Every now and then the mood might be right for vulnerability; perhaps it was the holiday season when sitting around on the heartbreakingly ugly couches after dinner meant it had been dark since four p.m. and thus felt like midnight at eight-thirty; maybe it would be in the melancholy afternoons of late summer when something would trigger a memory, or a feeling and an association to La Madrona; maybe it would be in fall, when the Santa Anna winds howled across the San Fernando valley, hot and dry out of Death Valley.
And the story the boys would re-construct was little more than this: The sound of the wind at night, in the tunnels of Mexico City, was said to be the voice of “La Madrona” who cried for all the lost children.
It wasn’t much of a myth, yet it packed a resonant punch when told by boys without mothers to care for them. And just as cave painting are not pictures of horses and bison—they are horses and bison (and if you ever are fortunate enough to step into a 40,000 year old cave and encounter them you will viscerally sense what I mean), to my boys in the group home, “La Madrona” was not a myth, she was/is real; she was the one who cared about them, who cried for them.
Knowing that I wanted to blog about “La Madrona,” as she had been real for me ever since I learned about her, and since I thought about her any time desolate wind tried to tell me something, I Googled her… and found nothing. A little more searching for Latino stories and “crying woman” lead me to something about “La Llorona” and modern Latino myths. In this tale a mother who has lost her children tries to capture other children to replace her loss—a tale meant to be read to kids, by their moms, to warn them not to wander off, talk to strangers—and to know how much mothers love their children and would grieve their loss.

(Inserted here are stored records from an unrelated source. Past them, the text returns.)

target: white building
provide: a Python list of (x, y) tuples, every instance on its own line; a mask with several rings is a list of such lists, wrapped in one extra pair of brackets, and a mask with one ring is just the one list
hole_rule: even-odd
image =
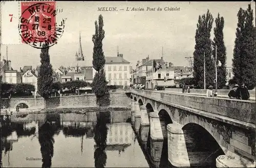
[[(150, 60), (150, 62), (152, 61)], [(152, 62), (151, 62), (151, 64)], [(152, 73), (153, 66), (146, 71), (146, 88), (154, 89), (156, 85), (158, 86), (174, 86), (174, 68), (172, 66), (167, 66), (167, 64), (162, 65), (162, 68), (158, 70), (156, 72)], [(164, 76), (166, 80), (164, 81)]]
[(226, 83), (226, 85), (228, 85), (228, 81), (229, 81), (229, 80), (232, 79), (234, 77), (234, 74), (233, 73), (232, 68), (232, 67), (227, 67), (226, 68), (226, 71), (227, 72), (227, 82)]
[(19, 72), (13, 70), (11, 67), (11, 62), (4, 60), (0, 64), (2, 81), (9, 83), (20, 83), (22, 82), (22, 75)]
[(35, 86), (35, 95), (37, 93), (37, 79), (38, 77), (34, 72), (31, 70), (27, 70), (22, 75), (22, 81), (25, 83), (30, 83)]
[(130, 63), (124, 60), (121, 54), (118, 54), (117, 57), (106, 57), (105, 60), (104, 67), (108, 85), (130, 86)]

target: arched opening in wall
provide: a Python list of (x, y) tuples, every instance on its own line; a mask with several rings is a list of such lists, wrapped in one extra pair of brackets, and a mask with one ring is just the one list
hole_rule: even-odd
[(161, 123), (163, 138), (167, 138), (167, 125), (169, 124), (172, 124), (173, 121), (168, 113), (164, 109), (162, 109), (159, 111), (158, 116)]
[[(148, 120), (150, 121), (150, 114), (151, 112), (154, 112), (154, 109), (153, 107), (152, 107), (152, 105), (149, 103), (147, 103), (146, 104), (146, 111), (147, 112), (147, 115), (148, 117)], [(148, 134), (147, 135), (147, 140), (146, 142), (146, 149), (147, 149), (147, 151), (149, 153), (151, 153), (151, 130), (150, 130), (150, 125), (149, 126), (149, 129), (148, 129)]]
[(21, 103), (17, 105), (16, 106), (16, 108), (28, 108), (29, 106), (24, 103)]
[(143, 105), (143, 103), (142, 102), (142, 100), (141, 100), (141, 99), (139, 99), (139, 101), (138, 101), (138, 102), (139, 103), (139, 104), (140, 105), (140, 106), (141, 105)]
[(162, 133), (163, 134), (163, 141), (162, 142), (159, 142), (159, 143), (162, 143), (162, 149), (160, 149), (161, 150), (161, 152), (159, 167), (172, 167), (169, 164), (169, 163), (168, 160), (168, 132), (167, 130), (167, 125), (169, 124), (172, 124), (173, 121), (167, 111), (164, 109), (162, 109), (159, 111), (158, 116), (159, 116), (159, 120), (162, 128)]
[(216, 158), (225, 153), (214, 137), (195, 123), (185, 125), (182, 130), (190, 166), (216, 167)]
[(152, 106), (150, 103), (147, 103), (146, 104), (146, 111), (147, 112), (148, 115), (150, 115), (150, 113), (151, 113), (151, 112), (154, 112), (153, 107), (152, 107)]

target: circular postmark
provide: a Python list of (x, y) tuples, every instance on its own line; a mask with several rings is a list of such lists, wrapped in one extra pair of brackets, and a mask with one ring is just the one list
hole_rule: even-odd
[(56, 22), (55, 4), (36, 3), (22, 10), (18, 28), (23, 43), (36, 48), (57, 43), (64, 32), (65, 20)]

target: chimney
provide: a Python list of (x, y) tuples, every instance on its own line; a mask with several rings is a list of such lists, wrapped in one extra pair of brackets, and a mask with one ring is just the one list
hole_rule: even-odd
[(10, 60), (8, 60), (8, 70), (12, 70), (12, 63), (11, 61)]

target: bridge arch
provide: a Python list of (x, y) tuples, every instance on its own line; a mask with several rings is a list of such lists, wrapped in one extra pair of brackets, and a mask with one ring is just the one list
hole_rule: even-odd
[(137, 101), (137, 98), (136, 98), (135, 96), (134, 96), (134, 100), (135, 101)]
[(13, 108), (16, 108), (18, 107), (19, 108), (28, 108), (31, 107), (31, 105), (28, 102), (25, 101), (22, 101), (18, 102), (16, 104), (15, 104)]
[(150, 114), (151, 112), (154, 112), (154, 108), (151, 103), (147, 103), (146, 104), (146, 108), (147, 114)]
[[(206, 128), (195, 123), (187, 123), (182, 127), (190, 166), (216, 166), (216, 158), (225, 155), (225, 149), (219, 145), (212, 132)], [(195, 155), (202, 159), (201, 162), (193, 159)]]
[(139, 102), (140, 106), (143, 105), (143, 102), (141, 99), (139, 99), (138, 102)]

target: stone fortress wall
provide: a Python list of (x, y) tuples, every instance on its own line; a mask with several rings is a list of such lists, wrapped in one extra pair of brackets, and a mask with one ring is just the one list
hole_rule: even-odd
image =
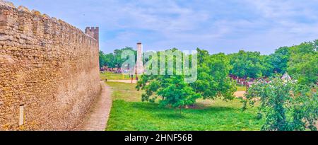
[(0, 130), (71, 130), (100, 91), (98, 28), (0, 0)]

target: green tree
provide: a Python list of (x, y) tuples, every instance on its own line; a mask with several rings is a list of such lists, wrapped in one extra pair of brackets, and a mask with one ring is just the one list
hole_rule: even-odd
[(101, 68), (106, 65), (107, 60), (106, 60), (104, 52), (101, 50), (100, 50), (99, 56), (100, 56), (100, 68)]
[(232, 69), (230, 74), (239, 77), (259, 78), (264, 76), (269, 67), (264, 57), (259, 52), (245, 52), (240, 50), (238, 53), (228, 55)]
[(317, 95), (307, 86), (278, 77), (270, 83), (259, 82), (253, 85), (246, 98), (244, 109), (248, 104), (254, 106), (259, 98), (257, 117), (265, 121), (262, 130), (317, 130)]
[(287, 71), (290, 57), (290, 48), (288, 47), (280, 47), (275, 51), (275, 53), (271, 54), (268, 61), (273, 66), (273, 72), (281, 74), (285, 74)]
[(318, 79), (318, 40), (291, 47), (288, 71), (299, 75), (299, 81), (305, 84), (316, 83)]
[[(179, 51), (176, 49), (172, 50)], [(193, 105), (199, 98), (215, 99), (223, 97), (224, 100), (232, 99), (236, 87), (235, 83), (228, 77), (230, 66), (226, 55), (209, 55), (206, 51), (199, 49), (196, 54), (201, 56), (198, 57), (198, 62), (203, 63), (199, 64), (196, 82), (186, 83), (184, 74), (143, 75), (136, 86), (138, 90), (142, 89), (146, 92), (142, 95), (142, 100), (155, 102), (160, 98), (159, 103), (161, 106), (170, 105), (181, 108), (184, 105)], [(166, 62), (167, 61), (175, 62), (176, 59), (167, 59)], [(175, 71), (174, 68), (174, 72)]]

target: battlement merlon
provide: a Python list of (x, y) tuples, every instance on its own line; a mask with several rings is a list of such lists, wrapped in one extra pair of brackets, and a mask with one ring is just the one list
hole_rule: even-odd
[(86, 27), (85, 33), (95, 38), (98, 42), (100, 41), (100, 28), (99, 27)]

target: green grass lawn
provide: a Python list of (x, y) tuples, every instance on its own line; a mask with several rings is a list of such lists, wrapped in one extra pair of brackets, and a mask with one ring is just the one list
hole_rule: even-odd
[(237, 91), (246, 91), (246, 86), (237, 85)]
[(237, 99), (199, 100), (195, 108), (179, 110), (141, 102), (134, 84), (107, 82), (112, 88), (112, 108), (107, 131), (259, 130), (256, 108), (242, 112)]
[[(105, 80), (129, 80), (129, 75), (122, 75), (121, 74), (114, 74), (111, 72), (105, 72), (105, 74), (100, 74), (100, 79)], [(134, 75), (135, 78), (135, 75)]]

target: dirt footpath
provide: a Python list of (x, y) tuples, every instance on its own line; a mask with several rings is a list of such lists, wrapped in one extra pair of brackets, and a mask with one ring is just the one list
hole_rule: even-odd
[(105, 131), (110, 109), (112, 108), (111, 89), (104, 81), (100, 81), (101, 94), (93, 105), (83, 122), (75, 129), (78, 131)]

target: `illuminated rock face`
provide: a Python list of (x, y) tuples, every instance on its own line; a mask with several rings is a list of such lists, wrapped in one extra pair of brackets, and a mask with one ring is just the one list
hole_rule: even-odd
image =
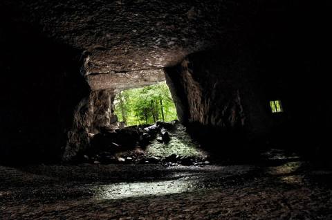
[(225, 50), (194, 53), (165, 68), (178, 117), (187, 125), (221, 130), (230, 138), (257, 138), (267, 134), (270, 125), (259, 84), (252, 83), (257, 75), (250, 67), (248, 51), (232, 57), (221, 52)]

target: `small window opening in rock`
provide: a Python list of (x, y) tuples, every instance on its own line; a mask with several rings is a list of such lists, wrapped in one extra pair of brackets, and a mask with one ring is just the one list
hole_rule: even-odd
[(284, 111), (280, 100), (270, 101), (270, 107), (271, 107), (273, 113), (279, 113)]
[(124, 90), (116, 95), (115, 113), (126, 126), (177, 120), (176, 110), (166, 82)]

“My kids,” however (and there was one who all the other boys teased as being a dead ringer for me, and thus my son) were children who had lost moms to cancer (and then been told it was their fault); or who had been dropped off at the police station and told to take them because they were bad (and eight years old); or who had been conceived, via rape, by a psychotic mother in a state mental hospital. And having spent some years with these children, with their maddening troubles, their pathos and their vibrant humanity, I can tell you that the wind does cry for them, as our society really doesn’t—doesn’t even see them. And so in their story at least, the crying woman cries for all lost children… including even them.
I don’t know if I misheard the kids who told me the tale, or if they misheard it to start with, but the veracity of hearing about “La Madrona” (and not La Llorona) in a specific place, at a specific time, from specific children who, if they knew nothing else (although they in fact knew much indeed), certainly knew this story at a personal level… and for that reason the wind in the tunnel, for me at least, will always be “La Madrona.”
So let’s dedicate today to honoring, and making “La Madrona” real, by truly caring about all the children who have little but the wind to comfort them.